Animals are at the fence whining. I think I will let them in and hope they go right after her and leave me be, too busy with the easy meal to worry about a fresh kill. They pace back and forth, ever behind the chain link as if they are the ones in a cage. But they are not. I am caged, trapped here, nowhere to go. They are free. And in their freedom they are doomed and dying. Rib cages clearly visible through flesh pulled taught and showing no sign of muscle or fat...how long since they last ate? How long before they turn on each other?

Part of me thinks denying anything a meal at this moment is cruelty at its zenith. Part of me wants something to be punished for her death. Maybe she's too rotten to eat. Let them eat her: they die too. Good. Part of me wants to see something else die.

I will wait another day and then commence the buffet. But that I will not watch. I will go inside and try not to hear them ripping her apart. When I return, there will be nothing left -- perhaps not even bone. They may take the bones with them. How long before I won't remember her at all? How long before the next tragedy?

I am going to try to sleep.

21 November 2010

Mary died today.

I knew she was circling the end when the leg began to drain and when it drained it drained something green and smelling of rotting food that I had never encountered before. Her head, burning to the touch, was ever the color of seared tuna steak and looked to me like the beads of sweat evaporated even as they formed. She choked on all of the water I gave her.

It didn’t take long for the smell; it must have been gangrene, of her leg to force me to move her outside. But it was better that way. Better for her. Occasionally, when the clouds parted just enough you could almost make out the stars. She loved staring up at them and even at the point just before it was over, maybe the day before, when she could no longer speak in words that made any sense to me, she looked up at them and smiled.

She began to breath in heavy, raspy breaths and when she exhaled blood came up with it. I sat down on the grass, brown and dry singing a mocking song as it crunched beneath my tortured jeans and I slipped her head onto my lap and sat Indian style with her and rocked back and forth as she slowly died.

I told her I loved her and thought I saw a tear roll down her left cheek, but I’m sure she didn’t hear me. I saw Patrick and Mason go through this when June and Leanne died and I thought they were insane. They bellowed with anger and sadness and paced back and forth inside the warehouse and they never slept. They never dreamed. The never stopped. It’s probably what killed them. I didn’t realize that until I cradled Mary’s head between my hands and sang to her as she died.

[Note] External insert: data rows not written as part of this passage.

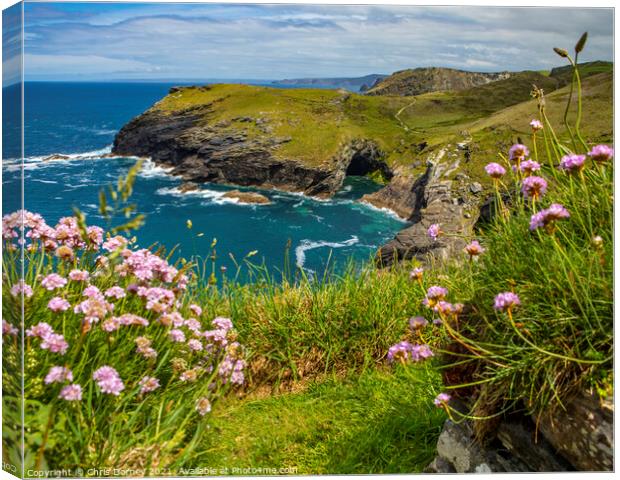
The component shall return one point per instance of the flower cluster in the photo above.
(108, 380)
(146, 266)
(474, 249)
(434, 231)
(527, 167)
(534, 187)
(506, 301)
(572, 163)
(121, 296)
(495, 170)
(407, 352)
(601, 153)
(546, 218)
(518, 152)
(54, 342)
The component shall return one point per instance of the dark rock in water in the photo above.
(189, 187)
(578, 437)
(248, 197)
(429, 200)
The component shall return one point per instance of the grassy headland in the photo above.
(319, 122)
(132, 362)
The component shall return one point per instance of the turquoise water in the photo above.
(81, 120)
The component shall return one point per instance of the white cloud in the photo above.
(170, 41)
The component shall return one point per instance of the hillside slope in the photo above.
(432, 79)
(308, 140)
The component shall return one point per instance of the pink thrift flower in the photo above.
(401, 351)
(114, 243)
(527, 167)
(71, 393)
(417, 323)
(108, 380)
(79, 275)
(474, 248)
(55, 343)
(58, 304)
(194, 345)
(572, 163)
(601, 153)
(536, 125)
(59, 374)
(495, 170)
(95, 236)
(53, 281)
(40, 330)
(546, 218)
(177, 335)
(193, 325)
(434, 231)
(111, 324)
(441, 399)
(115, 292)
(91, 291)
(8, 329)
(148, 384)
(203, 406)
(222, 323)
(534, 187)
(506, 301)
(21, 287)
(517, 152)
(416, 274)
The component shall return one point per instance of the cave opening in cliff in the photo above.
(364, 163)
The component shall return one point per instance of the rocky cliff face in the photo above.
(199, 151)
(427, 199)
(579, 437)
(425, 80)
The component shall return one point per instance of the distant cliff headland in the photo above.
(425, 133)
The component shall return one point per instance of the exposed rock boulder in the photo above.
(247, 197)
(583, 432)
(189, 187)
(577, 438)
(56, 156)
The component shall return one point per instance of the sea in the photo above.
(295, 233)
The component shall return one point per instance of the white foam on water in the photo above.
(151, 170)
(42, 181)
(305, 245)
(41, 161)
(213, 196)
(384, 210)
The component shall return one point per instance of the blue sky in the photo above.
(108, 41)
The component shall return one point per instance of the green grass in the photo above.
(320, 397)
(319, 122)
(357, 425)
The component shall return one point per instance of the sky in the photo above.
(158, 41)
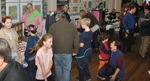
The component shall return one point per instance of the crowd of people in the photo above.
(63, 41)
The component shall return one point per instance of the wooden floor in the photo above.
(136, 68)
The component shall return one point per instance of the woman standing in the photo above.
(11, 36)
(116, 61)
(43, 59)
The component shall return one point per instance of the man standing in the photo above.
(32, 17)
(129, 24)
(66, 44)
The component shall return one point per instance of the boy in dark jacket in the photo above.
(145, 32)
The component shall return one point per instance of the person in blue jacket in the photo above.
(30, 56)
(116, 61)
(129, 25)
(85, 52)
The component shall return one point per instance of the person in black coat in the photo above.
(94, 26)
(65, 12)
(10, 70)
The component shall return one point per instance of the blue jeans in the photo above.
(31, 70)
(62, 64)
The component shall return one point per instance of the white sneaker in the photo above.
(102, 78)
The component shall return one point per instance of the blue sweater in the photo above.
(128, 21)
(31, 42)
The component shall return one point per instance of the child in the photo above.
(85, 51)
(30, 56)
(104, 51)
(43, 59)
(116, 61)
(11, 36)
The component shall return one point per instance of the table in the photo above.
(113, 26)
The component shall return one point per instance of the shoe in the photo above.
(77, 78)
(131, 51)
(89, 80)
(102, 78)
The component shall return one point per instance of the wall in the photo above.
(0, 13)
(52, 5)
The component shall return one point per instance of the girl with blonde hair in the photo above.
(43, 59)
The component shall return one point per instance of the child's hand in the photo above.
(45, 72)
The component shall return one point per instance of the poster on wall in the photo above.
(38, 6)
(13, 11)
(23, 8)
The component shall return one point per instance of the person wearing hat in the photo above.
(30, 56)
(65, 12)
(10, 70)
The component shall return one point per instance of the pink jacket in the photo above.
(36, 21)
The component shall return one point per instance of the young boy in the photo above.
(30, 57)
(85, 51)
(104, 51)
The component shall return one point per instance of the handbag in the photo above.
(110, 70)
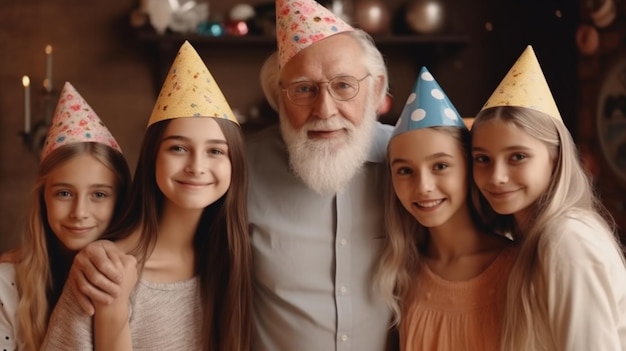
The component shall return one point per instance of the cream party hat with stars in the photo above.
(190, 90)
(74, 121)
(427, 106)
(525, 86)
(300, 23)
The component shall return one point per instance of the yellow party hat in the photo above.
(525, 86)
(190, 91)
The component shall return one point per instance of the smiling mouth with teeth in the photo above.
(429, 204)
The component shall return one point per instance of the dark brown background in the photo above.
(119, 72)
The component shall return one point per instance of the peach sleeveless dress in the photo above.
(458, 315)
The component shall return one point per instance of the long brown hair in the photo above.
(406, 239)
(44, 264)
(221, 243)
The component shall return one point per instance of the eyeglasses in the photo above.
(341, 88)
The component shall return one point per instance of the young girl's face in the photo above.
(429, 175)
(511, 168)
(193, 165)
(80, 198)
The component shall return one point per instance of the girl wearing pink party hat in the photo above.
(186, 224)
(567, 290)
(83, 179)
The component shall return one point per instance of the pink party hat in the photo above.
(190, 90)
(300, 23)
(74, 121)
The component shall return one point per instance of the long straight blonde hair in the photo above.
(569, 192)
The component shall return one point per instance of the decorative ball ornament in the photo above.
(603, 12)
(587, 39)
(373, 16)
(425, 16)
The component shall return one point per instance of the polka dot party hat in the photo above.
(300, 23)
(525, 86)
(74, 121)
(427, 106)
(189, 90)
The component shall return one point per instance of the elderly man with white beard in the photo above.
(315, 195)
(315, 198)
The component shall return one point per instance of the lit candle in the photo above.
(26, 84)
(48, 81)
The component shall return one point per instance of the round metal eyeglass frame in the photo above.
(340, 88)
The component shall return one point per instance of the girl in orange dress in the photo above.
(442, 272)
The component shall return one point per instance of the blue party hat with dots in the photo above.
(427, 106)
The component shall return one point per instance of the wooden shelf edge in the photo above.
(258, 40)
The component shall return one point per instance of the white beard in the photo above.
(326, 166)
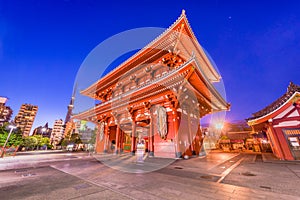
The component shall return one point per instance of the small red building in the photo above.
(157, 97)
(281, 121)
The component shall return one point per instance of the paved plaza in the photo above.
(82, 176)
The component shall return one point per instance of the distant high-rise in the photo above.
(5, 111)
(69, 123)
(25, 118)
(70, 107)
(57, 132)
(44, 131)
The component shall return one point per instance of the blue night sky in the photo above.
(255, 44)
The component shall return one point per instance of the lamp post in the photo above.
(11, 129)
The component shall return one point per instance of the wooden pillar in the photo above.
(121, 141)
(117, 140)
(151, 137)
(190, 134)
(106, 138)
(133, 138)
(278, 147)
(178, 152)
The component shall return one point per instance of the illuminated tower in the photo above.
(25, 118)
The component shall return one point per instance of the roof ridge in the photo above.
(291, 89)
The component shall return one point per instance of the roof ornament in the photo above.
(183, 12)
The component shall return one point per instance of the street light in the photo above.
(11, 129)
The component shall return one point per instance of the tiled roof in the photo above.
(292, 88)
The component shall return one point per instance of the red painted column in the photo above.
(190, 134)
(151, 137)
(133, 138)
(178, 152)
(106, 138)
(121, 141)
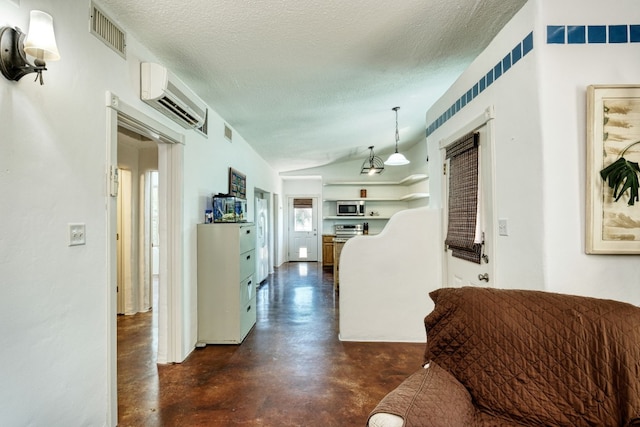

I am alone now. I have not seen another person for three months. My food supplies are dangerously low and it looks to me like oil is seeping into the well. I need to move out of the heat, but I don’t know where the next supply drop is. Nothing on the radio for longer than I can remember now, so I sleep during the day and come out at night when it is cooler. Just enough power from somewhere nearby to run the fans, but it has to stop running soon.

Only three gallons of gasoline left. Twenty-two cases of water. Cans upon cans of beans.

It is midnight now. My watch battery still works. I wonder what concern time is anymore, but I still keep it. Coyotes are howling in the distance. Empty spaces where the moon should be.

I found this diary under a box of dried macaroni and cheese I can't cook or eat. I'm going to write in it until I die. No one will ever read it. No one will ever care. And if aliens land and if they did this to me and they find me dead clutching this diary they either won't be able to read it; or they will and they'll laugh at the stupid thoughts keeping me company at the end.

But it is not the end of everything. Just for me and the people I know. Small little grains of sand, or even something less substantial. And again I feel the fear caressing my neck...I want to cry but have no tears. This is what alone looks like.

I wonder what it feels like to die. I wonder if it hurts more than being alive.

I cannot stop thinking about what clothes smelled like when they came out of the drier.